= Grantor retained annuity trust =

US financial instrument

A grantor-retained annuity trust (commonly referred to by the acronym GRAT) is a financial instrument commonly used in the United States to make large financial gifts to family members without paying a U.S. gift tax.

==Basic mechanism==
A grantor transfers property into an irrevocable trust in exchange for the right to receive fixed payments at least annually, based on original fair market value of the property transferred. At the end of a specified time, any remaining value in the trust is passed on to a beneficiary of the trust as a gift. Beneficiaries are generally close family members of the grantor, such as children or grandchildren, who are prohibited from being named beneficiaries of another estate freeze technique, the grantor-retained income trust. If a grantor dies before the trust period ends, the assets in the GRAT are included in the grantor's estate by operation of I.R.C. § 2036, eliminating any potential gift tax benefit; this is the GRAT's main weakness as a tax avoidance mechanism.

The United States Internal Revenue Service has a number of regulations governing how the remaining value of the trust at the end of the term (or at the death of the grantor) is taxed. When the GRAT is first set up, a "gift value" of the GRAT is calculated. The gift value is set equal to the initial contribution to the GRAT plus a theoretical interest earned on the principal, minus the annuity payments that would be made through the end of the term. The theoretical rate of interest is determined by IRS regulations. The rate is set equal to 120% of the federal mid-term rate during the month that the GRAT is established.

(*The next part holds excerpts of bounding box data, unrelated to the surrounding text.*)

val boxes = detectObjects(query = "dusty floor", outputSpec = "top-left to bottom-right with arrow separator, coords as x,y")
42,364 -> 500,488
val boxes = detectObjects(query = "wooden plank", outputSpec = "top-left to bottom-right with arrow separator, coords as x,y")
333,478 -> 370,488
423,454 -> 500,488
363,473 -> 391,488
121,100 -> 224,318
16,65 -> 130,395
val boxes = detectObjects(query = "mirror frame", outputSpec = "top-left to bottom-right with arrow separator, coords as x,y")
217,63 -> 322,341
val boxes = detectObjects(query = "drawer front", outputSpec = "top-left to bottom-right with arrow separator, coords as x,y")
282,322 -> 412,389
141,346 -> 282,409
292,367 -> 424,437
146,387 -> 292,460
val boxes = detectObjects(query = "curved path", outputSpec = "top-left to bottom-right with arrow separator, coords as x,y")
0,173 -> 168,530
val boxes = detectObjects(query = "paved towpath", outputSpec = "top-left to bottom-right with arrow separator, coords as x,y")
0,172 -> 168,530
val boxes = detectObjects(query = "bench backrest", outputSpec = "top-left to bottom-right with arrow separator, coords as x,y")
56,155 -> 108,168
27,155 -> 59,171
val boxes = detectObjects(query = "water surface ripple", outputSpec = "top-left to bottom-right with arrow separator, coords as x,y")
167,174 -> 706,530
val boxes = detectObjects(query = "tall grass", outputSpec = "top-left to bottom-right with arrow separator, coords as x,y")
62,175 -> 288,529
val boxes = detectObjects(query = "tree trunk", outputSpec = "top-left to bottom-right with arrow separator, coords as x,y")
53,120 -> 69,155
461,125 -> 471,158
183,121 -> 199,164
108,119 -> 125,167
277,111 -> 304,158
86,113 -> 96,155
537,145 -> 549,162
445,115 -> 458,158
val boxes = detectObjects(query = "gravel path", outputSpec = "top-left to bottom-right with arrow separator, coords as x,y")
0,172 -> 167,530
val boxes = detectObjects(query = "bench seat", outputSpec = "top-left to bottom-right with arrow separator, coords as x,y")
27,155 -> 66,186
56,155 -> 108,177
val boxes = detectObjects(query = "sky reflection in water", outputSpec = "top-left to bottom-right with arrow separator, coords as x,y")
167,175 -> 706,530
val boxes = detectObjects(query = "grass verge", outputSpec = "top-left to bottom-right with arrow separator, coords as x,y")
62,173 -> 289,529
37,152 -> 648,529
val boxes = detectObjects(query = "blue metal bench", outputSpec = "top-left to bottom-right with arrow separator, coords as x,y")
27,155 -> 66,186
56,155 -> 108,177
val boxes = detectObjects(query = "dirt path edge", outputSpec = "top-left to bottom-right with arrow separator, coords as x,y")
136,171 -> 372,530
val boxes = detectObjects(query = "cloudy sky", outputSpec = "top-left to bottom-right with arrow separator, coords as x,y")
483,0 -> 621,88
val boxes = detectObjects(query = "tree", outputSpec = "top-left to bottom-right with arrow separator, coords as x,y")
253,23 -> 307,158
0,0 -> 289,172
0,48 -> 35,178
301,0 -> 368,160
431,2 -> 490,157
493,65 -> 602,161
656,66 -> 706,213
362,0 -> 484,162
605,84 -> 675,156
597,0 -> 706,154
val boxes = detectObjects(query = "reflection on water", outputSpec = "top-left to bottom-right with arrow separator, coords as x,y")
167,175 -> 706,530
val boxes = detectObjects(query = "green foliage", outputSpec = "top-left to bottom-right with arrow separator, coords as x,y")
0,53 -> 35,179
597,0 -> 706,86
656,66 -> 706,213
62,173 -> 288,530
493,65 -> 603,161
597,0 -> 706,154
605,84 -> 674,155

To realize a tax benefit, the sum of the scheduled annuity payments of a GRAT is set to be about equal to the principal plus theoretical interest. Thus, for tax purposes, the initially calculated gift value is zero, since what will be paid back to the donor in annuity payments is anticipated to be about equal to what the donor invested, plus interest. If a GRAT is funded with highly volatile assets, it is possible that the actual interest earned on the assets will be substantially higher than the IRS theoretical interest. Thus at the end of the term, the value remaining in the GRAT may still be large, even though the initial IRS calculation suggests that it should have been zero. This remaining value is then passed on to the beneficiary without incurring a gift tax.

==Important legal cases==
- Audrey J. Walton v. Commissioner, 115 T.C. 589 (2000), acq. Notice , 2003-44 IRB, 15 October 2003. This case established the current way that the IRS established a gift value for a GRAT.

==Patents==
The Wealth Transfer Group owns a patent covering different methods for managing SOGRATs. A SOGRAT is a GRAT that is at least partially funded with stock options. The patent number is , and is entitled "Establishing and managing grantor retained annuity trusts funded by nonqualified stock options". On 12 January 2011, the director of the USPTO initiated a reexamination of US patent 6,567,790. The reexamination serial number is 90/009,868.

==Controversies==
A ProPublica report detailed how several ultra-wealthy families exploited the GRAT to avoided potentially billions in estate taxes.

Grantor-retained annuity trusts were used by controversial sex offender Jeffrey Epstein to help his wealthy clients avoid taxes.